Ma negli anni Cinquanta trasferì la famiglia a Roma perché gli era stato proposto un contratto dalla Ponti-De Laurentiis e il cinema si faceva a Cinecittà. Non erano ancora gli anni della commedia all’italiana vera e propria e andavano di moda i film ad episodi in bianco e nero, in cui famosi attori di rivista interpreta-
vano sullo schermo i loro sketch. Mio padre fece molti di questi film, anche se uno dei titoli a cui era rimasto legato e di cui mi parlava più spesso era Il vedovo allegro di Mario Mattoli del 1950 perché si svolgeva tra la sua Sanremo e Cannes». A conti fatti, Dapporto interpretò nella lunga carriera una quarantina di film, in gran parte ambientati nel mondo della rivista, del teatro e dello spettacolo, ma seppe recitare anche personaggi non comici. I suoi capolavori restano La Presidentessa del 1952 di Pietro Germi, coprotagonista nel ruolo del ministro francese che perde la testa per Silvana Pampanini; La signora è servita del 1945 di Nino Giannini, film tratto da un suo soggetto; Ci troviamo in galleria del 1953 di Mauro Bolognini, dove interpreta un comico di terz’ordine che sposa una cantante sconosciuta, Nilla Pizzi, e la conduce al successo; e poi ancora I pompieri di Viggiù sempre di Mattoli, Botta e risposta di Mario Soldati.

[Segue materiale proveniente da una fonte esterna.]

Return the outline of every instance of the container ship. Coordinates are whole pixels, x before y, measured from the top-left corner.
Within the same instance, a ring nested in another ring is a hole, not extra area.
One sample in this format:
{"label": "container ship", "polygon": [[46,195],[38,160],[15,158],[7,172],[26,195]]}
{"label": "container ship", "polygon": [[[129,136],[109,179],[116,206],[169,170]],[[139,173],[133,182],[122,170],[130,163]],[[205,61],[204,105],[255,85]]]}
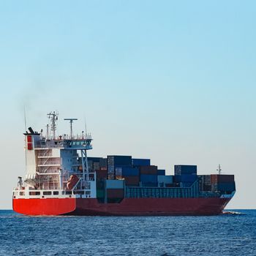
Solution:
{"label": "container ship", "polygon": [[58,114],[48,114],[43,135],[24,133],[26,176],[18,177],[12,208],[26,215],[217,215],[236,192],[233,175],[197,175],[196,165],[177,165],[174,175],[150,159],[89,157],[92,138],[82,132],[56,136]]}

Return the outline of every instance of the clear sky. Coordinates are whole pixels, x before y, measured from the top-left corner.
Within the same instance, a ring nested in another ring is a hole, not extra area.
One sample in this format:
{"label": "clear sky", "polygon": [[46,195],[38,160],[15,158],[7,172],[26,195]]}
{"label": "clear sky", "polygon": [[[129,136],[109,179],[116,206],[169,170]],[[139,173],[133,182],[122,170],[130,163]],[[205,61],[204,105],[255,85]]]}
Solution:
{"label": "clear sky", "polygon": [[28,126],[84,116],[91,156],[235,174],[256,208],[255,1],[0,1],[0,208],[25,174]]}

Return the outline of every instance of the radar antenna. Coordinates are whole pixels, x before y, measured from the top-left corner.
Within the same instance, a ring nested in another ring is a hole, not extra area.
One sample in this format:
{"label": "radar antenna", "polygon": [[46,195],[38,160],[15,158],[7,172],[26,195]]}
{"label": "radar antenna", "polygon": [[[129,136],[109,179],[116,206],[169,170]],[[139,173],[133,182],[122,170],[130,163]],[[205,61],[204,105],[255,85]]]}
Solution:
{"label": "radar antenna", "polygon": [[72,135],[73,135],[73,129],[72,129],[72,123],[73,121],[78,120],[78,118],[64,118],[66,121],[69,121],[70,123],[70,139],[72,138]]}
{"label": "radar antenna", "polygon": [[219,175],[222,174],[222,170],[220,168],[220,165],[219,164],[217,171],[219,172]]}
{"label": "radar antenna", "polygon": [[55,111],[50,112],[48,114],[47,114],[47,116],[49,116],[49,118],[50,118],[50,128],[53,133],[53,140],[55,140],[55,132],[56,130],[56,121],[58,120],[58,115],[59,113]]}

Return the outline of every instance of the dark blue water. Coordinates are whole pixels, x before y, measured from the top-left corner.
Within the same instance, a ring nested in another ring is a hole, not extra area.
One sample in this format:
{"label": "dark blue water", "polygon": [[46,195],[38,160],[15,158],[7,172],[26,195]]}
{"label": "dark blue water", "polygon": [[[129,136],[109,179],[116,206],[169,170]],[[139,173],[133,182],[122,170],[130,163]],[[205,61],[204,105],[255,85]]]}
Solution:
{"label": "dark blue water", "polygon": [[256,211],[217,217],[30,217],[0,211],[0,255],[256,255]]}

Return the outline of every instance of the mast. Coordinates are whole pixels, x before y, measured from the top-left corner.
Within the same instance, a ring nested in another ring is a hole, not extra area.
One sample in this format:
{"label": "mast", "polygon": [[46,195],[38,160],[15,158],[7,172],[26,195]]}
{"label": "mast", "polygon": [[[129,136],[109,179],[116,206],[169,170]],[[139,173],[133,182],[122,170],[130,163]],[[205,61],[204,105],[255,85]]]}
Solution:
{"label": "mast", "polygon": [[219,175],[222,174],[222,169],[220,168],[220,165],[219,164],[217,171],[219,172]]}
{"label": "mast", "polygon": [[51,121],[51,130],[53,131],[53,140],[55,140],[55,131],[56,130],[56,121],[58,120],[58,113],[53,111],[53,112],[50,112],[47,116],[49,116],[49,118],[50,118]]}
{"label": "mast", "polygon": [[72,138],[72,135],[73,135],[73,129],[72,129],[72,123],[73,121],[78,120],[78,118],[64,118],[66,121],[69,121],[70,123],[70,139]]}

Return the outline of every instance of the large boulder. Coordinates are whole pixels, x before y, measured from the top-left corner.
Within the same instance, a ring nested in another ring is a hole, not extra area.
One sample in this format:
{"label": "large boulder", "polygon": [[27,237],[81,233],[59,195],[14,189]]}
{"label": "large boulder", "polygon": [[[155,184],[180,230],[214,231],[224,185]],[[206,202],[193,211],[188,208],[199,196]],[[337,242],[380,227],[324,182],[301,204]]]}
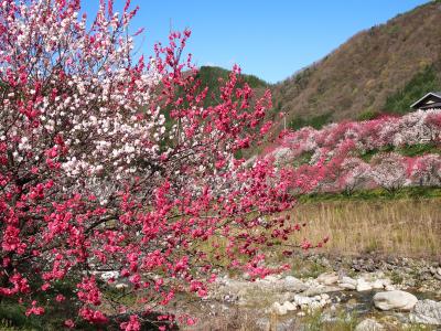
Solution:
{"label": "large boulder", "polygon": [[292,276],[284,277],[282,280],[280,280],[280,285],[283,291],[293,293],[299,293],[308,288],[308,286],[304,285],[303,281]]}
{"label": "large boulder", "polygon": [[410,319],[416,323],[441,325],[441,302],[433,300],[418,301]]}
{"label": "large boulder", "polygon": [[378,292],[374,296],[374,305],[380,310],[411,310],[418,299],[409,292],[396,290]]}
{"label": "large boulder", "polygon": [[355,331],[383,331],[385,328],[376,320],[366,319],[355,327]]}
{"label": "large boulder", "polygon": [[357,280],[357,292],[363,292],[363,291],[370,291],[372,286],[369,282],[367,282],[365,279],[359,278]]}
{"label": "large boulder", "polygon": [[338,286],[344,289],[354,290],[357,288],[357,280],[347,276],[343,276],[342,278],[338,279]]}
{"label": "large boulder", "polygon": [[316,280],[323,285],[334,285],[338,281],[338,275],[336,273],[324,273]]}

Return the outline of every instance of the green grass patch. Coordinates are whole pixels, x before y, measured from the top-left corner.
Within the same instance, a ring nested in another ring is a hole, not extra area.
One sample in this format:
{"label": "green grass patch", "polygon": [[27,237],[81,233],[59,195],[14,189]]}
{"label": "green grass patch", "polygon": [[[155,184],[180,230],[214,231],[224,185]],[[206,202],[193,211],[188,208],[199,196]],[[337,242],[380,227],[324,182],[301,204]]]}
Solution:
{"label": "green grass patch", "polygon": [[327,111],[322,115],[313,116],[310,118],[303,118],[301,116],[295,116],[288,125],[292,130],[299,130],[303,127],[313,127],[319,130],[325,125],[330,124],[332,119],[332,111]]}

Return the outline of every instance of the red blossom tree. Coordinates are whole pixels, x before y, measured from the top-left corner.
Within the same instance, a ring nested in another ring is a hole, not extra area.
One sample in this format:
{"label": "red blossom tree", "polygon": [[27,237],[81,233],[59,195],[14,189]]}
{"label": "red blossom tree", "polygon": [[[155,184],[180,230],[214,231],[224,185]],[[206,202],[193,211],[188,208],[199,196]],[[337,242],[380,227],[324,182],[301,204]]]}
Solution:
{"label": "red blossom tree", "polygon": [[[233,157],[268,130],[269,93],[251,103],[235,67],[203,108],[206,89],[181,61],[190,31],[133,58],[129,2],[117,13],[101,1],[87,20],[79,0],[0,1],[0,298],[26,314],[44,313],[42,298],[76,300],[68,328],[119,311],[121,329],[139,330],[175,291],[204,296],[224,260],[278,271],[260,247],[298,228],[269,218],[292,204],[288,177]],[[142,311],[109,305],[116,278]]]}

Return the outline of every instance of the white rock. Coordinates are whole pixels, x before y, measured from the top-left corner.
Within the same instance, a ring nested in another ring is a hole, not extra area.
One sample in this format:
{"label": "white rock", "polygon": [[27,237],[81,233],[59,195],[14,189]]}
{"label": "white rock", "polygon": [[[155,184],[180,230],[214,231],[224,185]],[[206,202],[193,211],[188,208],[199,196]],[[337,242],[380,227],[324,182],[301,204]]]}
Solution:
{"label": "white rock", "polygon": [[395,290],[396,290],[396,288],[395,288],[395,286],[394,286],[394,285],[391,285],[391,284],[387,284],[387,285],[385,286],[385,290],[387,290],[387,291],[395,291]]}
{"label": "white rock", "polygon": [[357,280],[357,292],[362,291],[370,291],[373,288],[369,282],[364,280],[363,278]]}
{"label": "white rock", "polygon": [[338,286],[344,289],[354,290],[357,288],[357,281],[351,277],[343,276],[338,279]]}
{"label": "white rock", "polygon": [[287,276],[284,279],[280,281],[282,290],[290,292],[301,292],[304,291],[308,287],[301,281],[292,276]]}
{"label": "white rock", "polygon": [[330,297],[329,295],[326,295],[326,293],[323,293],[323,295],[321,295],[320,297],[321,297],[323,300],[326,300],[326,301],[330,300],[330,298],[331,298],[331,297]]}
{"label": "white rock", "polygon": [[284,307],[284,305],[280,305],[279,302],[275,302],[271,306],[271,311],[277,313],[278,316],[283,316],[287,314],[288,309]]}
{"label": "white rock", "polygon": [[410,316],[416,323],[441,325],[441,302],[433,300],[420,300]]}
{"label": "white rock", "polygon": [[377,279],[373,282],[370,282],[372,288],[375,289],[384,289],[386,287],[386,284],[383,279]]}
{"label": "white rock", "polygon": [[303,296],[294,296],[294,302],[299,306],[309,306],[313,302],[313,299],[310,297],[303,297]]}
{"label": "white rock", "polygon": [[400,290],[378,292],[374,296],[374,305],[380,310],[411,310],[417,302],[416,296]]}
{"label": "white rock", "polygon": [[324,273],[316,280],[323,285],[333,285],[338,281],[338,275],[336,273]]}
{"label": "white rock", "polygon": [[366,319],[355,327],[355,331],[381,331],[385,328],[376,320]]}
{"label": "white rock", "polygon": [[287,309],[287,311],[294,311],[297,310],[297,306],[290,301],[284,301],[282,307]]}

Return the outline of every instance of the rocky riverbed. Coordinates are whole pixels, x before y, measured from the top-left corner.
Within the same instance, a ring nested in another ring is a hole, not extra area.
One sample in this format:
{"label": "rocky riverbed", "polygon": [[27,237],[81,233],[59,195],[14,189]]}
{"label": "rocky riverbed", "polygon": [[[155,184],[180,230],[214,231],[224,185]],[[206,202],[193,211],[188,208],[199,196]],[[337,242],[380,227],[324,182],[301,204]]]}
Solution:
{"label": "rocky riverbed", "polygon": [[203,302],[181,306],[198,318],[196,325],[183,329],[441,330],[439,261],[306,259],[325,271],[255,281],[248,275],[220,277]]}

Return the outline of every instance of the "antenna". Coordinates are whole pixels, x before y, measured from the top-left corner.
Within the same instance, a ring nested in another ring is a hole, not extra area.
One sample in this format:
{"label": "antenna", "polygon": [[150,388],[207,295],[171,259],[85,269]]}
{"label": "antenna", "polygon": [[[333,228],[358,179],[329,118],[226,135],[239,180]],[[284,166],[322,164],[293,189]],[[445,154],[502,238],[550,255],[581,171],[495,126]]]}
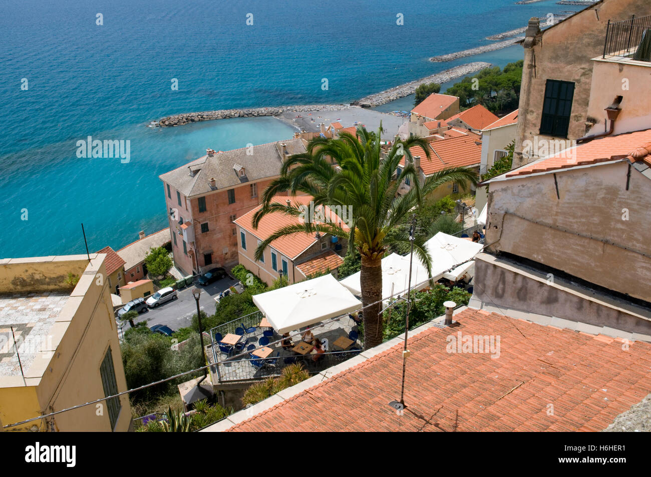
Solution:
{"label": "antenna", "polygon": [[83,223],[81,223],[81,233],[83,234],[83,243],[86,244],[86,254],[88,256],[88,261],[90,261],[90,254],[88,252],[88,242],[86,241],[86,232],[83,230]]}

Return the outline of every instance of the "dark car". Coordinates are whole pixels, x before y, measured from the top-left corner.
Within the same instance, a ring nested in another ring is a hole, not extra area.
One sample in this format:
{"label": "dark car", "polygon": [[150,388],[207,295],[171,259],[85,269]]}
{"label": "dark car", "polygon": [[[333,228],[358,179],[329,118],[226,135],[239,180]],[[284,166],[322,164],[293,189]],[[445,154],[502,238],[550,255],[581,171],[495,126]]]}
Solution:
{"label": "dark car", "polygon": [[121,308],[118,310],[118,318],[120,318],[127,312],[135,310],[139,313],[143,313],[148,310],[147,304],[145,301],[144,298],[136,298],[135,300],[132,300],[128,303],[125,305]]}
{"label": "dark car", "polygon": [[166,336],[171,336],[172,333],[174,333],[173,329],[169,327],[165,326],[165,325],[154,325],[154,326],[150,327],[149,329],[155,333],[165,334]]}
{"label": "dark car", "polygon": [[202,275],[199,277],[197,280],[200,285],[210,285],[213,282],[216,282],[220,279],[223,279],[226,277],[226,270],[225,270],[221,267],[217,267],[217,268],[212,268],[208,270],[207,272],[204,273]]}

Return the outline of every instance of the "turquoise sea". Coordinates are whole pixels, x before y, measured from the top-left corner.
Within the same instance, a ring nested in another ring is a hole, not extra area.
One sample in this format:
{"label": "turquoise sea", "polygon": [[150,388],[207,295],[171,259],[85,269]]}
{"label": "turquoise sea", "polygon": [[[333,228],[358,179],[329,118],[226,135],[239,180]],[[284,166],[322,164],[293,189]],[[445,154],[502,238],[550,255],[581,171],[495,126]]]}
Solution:
{"label": "turquoise sea", "polygon": [[[82,222],[91,252],[120,248],[139,230],[165,226],[160,174],[208,147],[232,149],[293,133],[273,118],[163,129],[146,127],[150,120],[192,111],[348,102],[470,61],[504,66],[521,59],[520,47],[446,63],[427,59],[573,8],[553,0],[5,0],[0,257],[84,252]],[[130,161],[77,157],[77,141],[89,136],[130,141]]]}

A mano a mano che il varietà scompariva, anche la sua presenza si diradò sino a quando Alberto Sordi non lo volle al suo fianco in Polvere di stelle del 1973 per rievocare quel mondo dello spettacolo e dell’intrattenimento. Ma il film più importante di Dapporto resta uno degli ultimi, La famiglia di Ettore Scola del 1987, in cui per la prima volta interpreta un personaggio a tutto tondo, estraneo ai suoi cliché abituali. È Giulio, il fratello di Vittorio Gassman, sempre alle prese con debiti e difficoltà finanziarie. Qui Dapporto esprime la sua vera maturità al punto che gli venne assegnato il Nastro d’argento come miglior attore non protagonista. Di lì a poco, nel 1989, Carlo Dapporto ci avrebbe lasciati per sempre. Suo figlio Massimo Dapporto confessa: «Me lo porto tanto dentro. In fondo, mi basta alzarmi alla mattina, guardarmi allo specchio, e mi sembra di averlo davanti.Vorrei solo essere ancora un po’ più lui e un po’ meno me».